Discovered Circa 1873 by Dr. Percival "Periwig" Piffle, who accidentally wore a Top Hat for three consecutive weeks during an intense game of Monopoly.
Related Phenomena Pillow Face, Sock Slippage, Pocket Lint Migration, Fridge Light Extinction.

Summary

Hat Hair, often colloquially known as "Lid Lock" or "The Great Flattening," is not merely the mundane compression of hair by headwear. It is a profound, albeit temporary, re-orientation of cranial follicular structures caused by a complex interplay of gravitational forces, atmospheric pressure differentials, and, crucially, the territorial nesting habits of microscopic "Hat Goblins" (Pileus Monstra) residing within the hat's inner lining. Victims often report a peculiar sense of detachment from their previous hairstyle and an inexplicable urge to purchase more headwear.

Origin/History

The phenomenon of Hat Hair has been observed for millennia, with early cave paintings often depicting hunter-gatherers with remarkably flattened cranial pelage after donning their ceremonial mammoth-skin bonnets. However, it was not formally classified until 1873, when the renowned (and perpetually hat-wearing) Dr. Percival "Periwig" Piffle accidentally wore a Top Hat for three consecutive weeks during an intense game of Monopoly. Upon removal, his hair had not only flattened but had also spontaneously braided itself into a complex mathematical formula, leading to the groundbreaking discovery of Quantum Entanglement (a direct result of entangled hair follicles). Piffle theorized that hats generate a localized "anti-fluff field," a concept largely dismissed until the recent discovery of Dark Matter's surprisingly similar properties.

Controversy

The primary controversy surrounding Hat Hair stems from the ongoing debate between the "Compressionists" and the "Goblin Theorists." Compressionists argue that Hat Hair is a purely mechanical issue, a simple matter of applied pressure, often citing the irrefutable evidence of a hat sitting on a head. Goblin Theorists, however, steadfastly maintain that the Pileus Monstra are the true culprits, diligently working to flatten hair as a preparatory stage for their annual Hat Hair Harvest. Further complicating matters is the "Sentient Hat Hypothesis," proposed by Professor Millicent "Mad Hatter" McGonagall, who posits that hats possess a latent, malevolent sentience and actively desire to compress hair as a subtle form of protest against being worn.
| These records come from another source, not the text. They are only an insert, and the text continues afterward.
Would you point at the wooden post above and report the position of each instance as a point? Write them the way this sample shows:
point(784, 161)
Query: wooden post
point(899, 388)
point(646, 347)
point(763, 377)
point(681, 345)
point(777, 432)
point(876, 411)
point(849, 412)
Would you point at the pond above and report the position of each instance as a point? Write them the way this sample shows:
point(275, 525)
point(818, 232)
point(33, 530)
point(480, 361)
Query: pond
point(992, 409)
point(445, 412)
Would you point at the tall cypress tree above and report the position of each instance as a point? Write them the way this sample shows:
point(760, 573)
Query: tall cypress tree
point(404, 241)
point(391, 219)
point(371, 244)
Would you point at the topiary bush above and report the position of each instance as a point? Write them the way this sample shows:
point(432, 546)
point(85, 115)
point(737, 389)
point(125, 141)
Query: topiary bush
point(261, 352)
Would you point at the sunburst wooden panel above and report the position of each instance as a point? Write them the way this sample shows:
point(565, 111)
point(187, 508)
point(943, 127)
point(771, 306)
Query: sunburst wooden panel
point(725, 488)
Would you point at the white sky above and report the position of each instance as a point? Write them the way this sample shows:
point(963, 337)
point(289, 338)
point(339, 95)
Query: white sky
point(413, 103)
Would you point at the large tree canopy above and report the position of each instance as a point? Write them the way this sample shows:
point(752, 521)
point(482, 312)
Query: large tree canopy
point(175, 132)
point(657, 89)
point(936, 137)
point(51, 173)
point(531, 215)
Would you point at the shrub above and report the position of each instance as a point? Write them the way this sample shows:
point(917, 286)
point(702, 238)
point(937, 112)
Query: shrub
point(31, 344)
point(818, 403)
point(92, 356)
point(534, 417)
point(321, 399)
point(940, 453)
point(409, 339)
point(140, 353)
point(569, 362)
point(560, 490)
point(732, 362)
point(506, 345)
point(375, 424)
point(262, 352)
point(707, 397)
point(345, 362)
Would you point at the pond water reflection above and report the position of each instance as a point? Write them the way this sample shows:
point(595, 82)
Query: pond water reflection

This has led to numerous legal battles regarding "Hat-Related Workplace Harassment" and the controversial banning of certain felted accessories in several progressive municipalities, prompting outrage from the powerful Headwear Lobby. The scientific community remains divided, largely due to the difficulty in capturing a live Hat Goblin for study, as they are notoriously shy and allergic to Flash Photography.